L’élohisme est particulariste ; le jéhovisme est universaliste (voir Universalisme). L’élohisme est la religion où l’on donne au dieu ; le jéhovisme est la religion où l’on se donne à Dieu. La première asservit, la seconde libère. La Bible n’a pas spéculé sur ces différences, et elle emploie indifféremment, pour indiquer le vrai Dieu, les vocables « Élohim d’Israël » ou « Jéhovah ». Mais dans la pratique, on y trouve fort bien opposées les deux tendances que nous rattachons ici aux deux noms de la divinité : le nom commun à tous les peuples et le nom révélé au peuple élu. Les prophètes (cf. Deutéronome 4.7 ; Deutéronome 4.9 ; Ésaïe 1 à Ésaïe 20 ; Ésaïe 29.13 ; Ésaïe 58.3 ; Ésaïe 58.7, etc.) et Jésus (Matthieu 6 et Matthieu 7 ; Marc 7.1 ; Marc 7.23, etc.) n’ont cessé de combattre la notion élohiste de la religion, notion formaliste, ritualiste, qui multiplie les dévotions, mais élude le changement du cœur. Il serait aisé de faire voir que ces deux notions de la religion se retrouvent dans l’Église chrétienne et sont de siècle en siècle à l’origine de ses intimes conflits.

Yahviste, jahviste = jéhoviste

  1. Terme de critique biblique désignant l’auteur de la principale source de l’histoire sainte : J (voir Sources).

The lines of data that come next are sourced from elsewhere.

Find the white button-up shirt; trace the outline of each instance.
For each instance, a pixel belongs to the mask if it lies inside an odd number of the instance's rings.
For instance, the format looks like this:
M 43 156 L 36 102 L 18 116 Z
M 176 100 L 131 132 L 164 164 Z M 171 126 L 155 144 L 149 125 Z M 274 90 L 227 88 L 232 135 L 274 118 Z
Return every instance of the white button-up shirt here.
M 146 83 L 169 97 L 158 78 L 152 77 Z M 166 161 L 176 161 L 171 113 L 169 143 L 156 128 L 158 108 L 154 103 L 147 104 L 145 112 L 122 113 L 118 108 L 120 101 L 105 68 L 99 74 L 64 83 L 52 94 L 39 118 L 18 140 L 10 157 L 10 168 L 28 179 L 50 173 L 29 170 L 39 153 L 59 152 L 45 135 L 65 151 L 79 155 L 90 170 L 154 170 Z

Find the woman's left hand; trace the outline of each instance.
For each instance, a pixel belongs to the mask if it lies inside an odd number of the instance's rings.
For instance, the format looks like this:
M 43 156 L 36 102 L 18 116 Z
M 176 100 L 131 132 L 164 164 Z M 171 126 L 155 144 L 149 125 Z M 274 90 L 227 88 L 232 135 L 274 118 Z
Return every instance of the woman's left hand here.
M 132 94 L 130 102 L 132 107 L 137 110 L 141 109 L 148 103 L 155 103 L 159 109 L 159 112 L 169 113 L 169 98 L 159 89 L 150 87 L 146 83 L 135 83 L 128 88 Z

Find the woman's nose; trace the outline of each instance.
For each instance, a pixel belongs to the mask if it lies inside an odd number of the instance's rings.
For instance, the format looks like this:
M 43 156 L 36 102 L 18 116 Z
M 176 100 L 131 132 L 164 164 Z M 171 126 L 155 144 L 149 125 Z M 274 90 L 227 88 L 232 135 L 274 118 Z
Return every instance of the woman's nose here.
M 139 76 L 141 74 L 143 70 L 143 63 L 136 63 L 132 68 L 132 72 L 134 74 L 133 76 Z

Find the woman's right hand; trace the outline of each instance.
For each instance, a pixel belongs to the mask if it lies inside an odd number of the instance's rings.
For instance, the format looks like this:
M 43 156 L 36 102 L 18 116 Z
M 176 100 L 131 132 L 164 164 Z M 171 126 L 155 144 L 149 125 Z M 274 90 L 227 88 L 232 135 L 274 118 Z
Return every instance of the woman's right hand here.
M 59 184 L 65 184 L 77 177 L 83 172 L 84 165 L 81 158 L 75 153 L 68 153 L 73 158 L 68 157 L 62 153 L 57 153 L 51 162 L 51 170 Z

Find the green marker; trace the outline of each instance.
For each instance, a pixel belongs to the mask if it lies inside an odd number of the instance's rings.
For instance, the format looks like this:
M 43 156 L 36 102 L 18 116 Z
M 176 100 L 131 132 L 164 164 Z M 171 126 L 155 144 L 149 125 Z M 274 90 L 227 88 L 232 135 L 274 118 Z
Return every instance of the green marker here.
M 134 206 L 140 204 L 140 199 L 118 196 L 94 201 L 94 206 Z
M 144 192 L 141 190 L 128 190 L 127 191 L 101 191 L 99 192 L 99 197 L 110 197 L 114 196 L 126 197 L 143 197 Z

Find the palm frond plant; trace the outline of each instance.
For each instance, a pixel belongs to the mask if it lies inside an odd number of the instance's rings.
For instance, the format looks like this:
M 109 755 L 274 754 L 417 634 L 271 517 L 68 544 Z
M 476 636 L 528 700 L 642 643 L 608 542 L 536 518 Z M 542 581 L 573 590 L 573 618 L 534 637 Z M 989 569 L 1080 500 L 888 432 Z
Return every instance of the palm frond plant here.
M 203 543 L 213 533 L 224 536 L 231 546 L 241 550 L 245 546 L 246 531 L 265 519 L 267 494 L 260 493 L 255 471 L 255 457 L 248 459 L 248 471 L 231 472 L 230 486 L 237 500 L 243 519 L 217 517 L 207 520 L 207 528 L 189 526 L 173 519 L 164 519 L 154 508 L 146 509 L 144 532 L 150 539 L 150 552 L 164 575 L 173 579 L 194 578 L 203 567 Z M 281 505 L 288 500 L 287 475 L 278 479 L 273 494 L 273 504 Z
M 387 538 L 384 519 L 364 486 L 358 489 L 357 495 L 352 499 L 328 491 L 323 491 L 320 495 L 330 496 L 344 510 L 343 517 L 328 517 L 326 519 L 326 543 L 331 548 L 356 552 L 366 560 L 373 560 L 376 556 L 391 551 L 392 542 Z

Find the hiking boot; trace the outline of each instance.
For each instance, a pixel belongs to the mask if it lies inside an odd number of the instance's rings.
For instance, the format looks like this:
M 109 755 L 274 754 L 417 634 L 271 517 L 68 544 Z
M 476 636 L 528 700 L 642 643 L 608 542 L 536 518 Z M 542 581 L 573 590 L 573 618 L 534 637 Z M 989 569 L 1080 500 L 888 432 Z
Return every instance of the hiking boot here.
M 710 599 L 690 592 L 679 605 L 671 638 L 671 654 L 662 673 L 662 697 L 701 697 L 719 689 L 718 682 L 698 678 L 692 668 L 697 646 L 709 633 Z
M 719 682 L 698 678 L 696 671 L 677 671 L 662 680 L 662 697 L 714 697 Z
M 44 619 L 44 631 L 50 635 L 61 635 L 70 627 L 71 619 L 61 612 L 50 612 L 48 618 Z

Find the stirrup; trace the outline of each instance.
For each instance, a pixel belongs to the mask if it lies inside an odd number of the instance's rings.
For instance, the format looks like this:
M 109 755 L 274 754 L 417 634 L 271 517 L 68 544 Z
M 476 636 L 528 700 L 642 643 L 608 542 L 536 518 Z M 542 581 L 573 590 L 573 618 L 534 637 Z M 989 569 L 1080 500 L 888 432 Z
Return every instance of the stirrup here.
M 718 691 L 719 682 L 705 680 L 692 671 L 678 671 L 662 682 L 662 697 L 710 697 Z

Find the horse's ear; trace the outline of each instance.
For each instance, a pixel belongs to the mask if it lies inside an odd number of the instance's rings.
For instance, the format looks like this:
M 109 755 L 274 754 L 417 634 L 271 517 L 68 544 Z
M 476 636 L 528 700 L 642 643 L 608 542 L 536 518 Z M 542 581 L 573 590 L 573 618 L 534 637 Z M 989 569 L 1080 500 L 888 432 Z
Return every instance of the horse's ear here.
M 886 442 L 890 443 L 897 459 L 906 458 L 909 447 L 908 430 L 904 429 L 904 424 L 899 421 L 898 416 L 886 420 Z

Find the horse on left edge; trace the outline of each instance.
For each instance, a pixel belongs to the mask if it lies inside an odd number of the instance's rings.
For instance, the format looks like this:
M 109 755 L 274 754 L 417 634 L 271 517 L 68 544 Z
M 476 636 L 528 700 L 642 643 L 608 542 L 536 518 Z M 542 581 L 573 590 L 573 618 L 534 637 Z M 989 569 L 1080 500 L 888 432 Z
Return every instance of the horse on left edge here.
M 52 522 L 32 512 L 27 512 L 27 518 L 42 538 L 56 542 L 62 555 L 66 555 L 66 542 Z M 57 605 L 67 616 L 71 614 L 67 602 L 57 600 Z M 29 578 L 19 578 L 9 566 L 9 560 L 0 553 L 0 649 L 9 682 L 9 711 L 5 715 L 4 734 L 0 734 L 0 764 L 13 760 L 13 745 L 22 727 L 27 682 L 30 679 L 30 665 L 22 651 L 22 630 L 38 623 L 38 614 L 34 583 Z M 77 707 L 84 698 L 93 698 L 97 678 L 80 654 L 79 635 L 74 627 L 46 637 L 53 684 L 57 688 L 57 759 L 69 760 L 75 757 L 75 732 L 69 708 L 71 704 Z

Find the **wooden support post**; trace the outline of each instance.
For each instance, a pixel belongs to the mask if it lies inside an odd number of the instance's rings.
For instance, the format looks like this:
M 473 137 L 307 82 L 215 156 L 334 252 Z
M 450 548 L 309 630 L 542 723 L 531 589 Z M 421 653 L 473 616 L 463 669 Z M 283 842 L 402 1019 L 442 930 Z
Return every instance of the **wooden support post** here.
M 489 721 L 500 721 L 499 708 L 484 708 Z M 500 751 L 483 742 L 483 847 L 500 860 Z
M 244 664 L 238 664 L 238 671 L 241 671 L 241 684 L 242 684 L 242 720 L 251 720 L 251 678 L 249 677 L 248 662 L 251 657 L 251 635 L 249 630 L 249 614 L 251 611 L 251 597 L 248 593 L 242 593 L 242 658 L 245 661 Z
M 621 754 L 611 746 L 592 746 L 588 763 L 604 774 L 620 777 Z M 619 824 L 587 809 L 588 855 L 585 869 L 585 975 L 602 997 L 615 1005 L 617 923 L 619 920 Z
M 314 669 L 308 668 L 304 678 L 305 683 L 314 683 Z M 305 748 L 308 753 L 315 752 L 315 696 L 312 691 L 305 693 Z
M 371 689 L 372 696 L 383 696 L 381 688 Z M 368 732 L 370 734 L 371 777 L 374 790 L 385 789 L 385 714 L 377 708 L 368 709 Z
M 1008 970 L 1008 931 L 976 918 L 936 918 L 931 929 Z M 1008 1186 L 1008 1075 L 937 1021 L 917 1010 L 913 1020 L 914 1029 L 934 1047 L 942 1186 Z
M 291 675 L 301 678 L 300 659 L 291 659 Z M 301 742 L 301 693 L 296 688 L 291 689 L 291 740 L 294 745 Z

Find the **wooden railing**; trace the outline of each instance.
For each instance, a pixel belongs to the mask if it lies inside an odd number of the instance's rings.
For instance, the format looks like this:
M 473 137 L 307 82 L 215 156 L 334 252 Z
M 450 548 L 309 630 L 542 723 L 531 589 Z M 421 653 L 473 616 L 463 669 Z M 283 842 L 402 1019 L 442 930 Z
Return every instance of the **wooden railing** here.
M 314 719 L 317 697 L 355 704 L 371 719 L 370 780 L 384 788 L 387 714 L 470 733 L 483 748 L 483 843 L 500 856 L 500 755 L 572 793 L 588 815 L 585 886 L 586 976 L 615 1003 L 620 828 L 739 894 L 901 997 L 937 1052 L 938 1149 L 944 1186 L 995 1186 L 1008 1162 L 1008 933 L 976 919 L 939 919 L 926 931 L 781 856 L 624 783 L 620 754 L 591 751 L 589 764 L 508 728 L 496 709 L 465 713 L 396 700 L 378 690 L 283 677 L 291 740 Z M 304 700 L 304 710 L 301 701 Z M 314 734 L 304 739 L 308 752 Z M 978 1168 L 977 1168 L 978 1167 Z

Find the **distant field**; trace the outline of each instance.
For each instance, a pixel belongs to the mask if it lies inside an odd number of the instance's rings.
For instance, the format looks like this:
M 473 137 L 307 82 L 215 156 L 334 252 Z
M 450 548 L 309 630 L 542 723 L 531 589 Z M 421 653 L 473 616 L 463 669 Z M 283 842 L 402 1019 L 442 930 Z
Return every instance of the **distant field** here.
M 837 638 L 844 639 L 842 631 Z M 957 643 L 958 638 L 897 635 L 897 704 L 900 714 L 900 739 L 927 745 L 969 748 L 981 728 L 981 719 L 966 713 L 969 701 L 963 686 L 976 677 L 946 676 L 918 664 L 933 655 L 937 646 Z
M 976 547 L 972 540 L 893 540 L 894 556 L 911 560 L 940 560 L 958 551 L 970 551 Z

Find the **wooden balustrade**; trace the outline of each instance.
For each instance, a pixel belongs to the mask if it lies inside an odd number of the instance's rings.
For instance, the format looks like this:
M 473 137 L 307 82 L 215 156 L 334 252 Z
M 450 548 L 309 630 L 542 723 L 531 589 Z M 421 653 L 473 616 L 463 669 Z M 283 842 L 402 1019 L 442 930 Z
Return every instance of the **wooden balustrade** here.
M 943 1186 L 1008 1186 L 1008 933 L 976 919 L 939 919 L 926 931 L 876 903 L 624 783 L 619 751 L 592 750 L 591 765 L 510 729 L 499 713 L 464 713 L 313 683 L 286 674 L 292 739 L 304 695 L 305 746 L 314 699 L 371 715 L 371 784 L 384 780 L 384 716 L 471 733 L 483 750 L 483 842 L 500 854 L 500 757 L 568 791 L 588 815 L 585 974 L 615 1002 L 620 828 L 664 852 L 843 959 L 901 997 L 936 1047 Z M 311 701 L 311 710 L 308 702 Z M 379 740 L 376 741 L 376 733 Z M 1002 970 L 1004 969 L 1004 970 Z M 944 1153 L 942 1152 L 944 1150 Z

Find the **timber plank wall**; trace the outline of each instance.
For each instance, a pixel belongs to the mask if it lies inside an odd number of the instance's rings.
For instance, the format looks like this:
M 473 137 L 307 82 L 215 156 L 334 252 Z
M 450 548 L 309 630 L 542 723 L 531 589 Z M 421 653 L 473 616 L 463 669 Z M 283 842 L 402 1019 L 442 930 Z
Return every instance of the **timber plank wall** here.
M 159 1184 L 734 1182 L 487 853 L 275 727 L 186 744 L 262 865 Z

  2. Tout croyant qui pratique le jéhovisme et dont la religion se résume dans l’obéissance à la volonté de Jéhovah. C’est parmi les jéhovistes que se sont recrutés les premiers disciples de Jésus, et que se recruteront toujours, dans les multitudes de l’Église, les imitateurs de Jésus-Christ.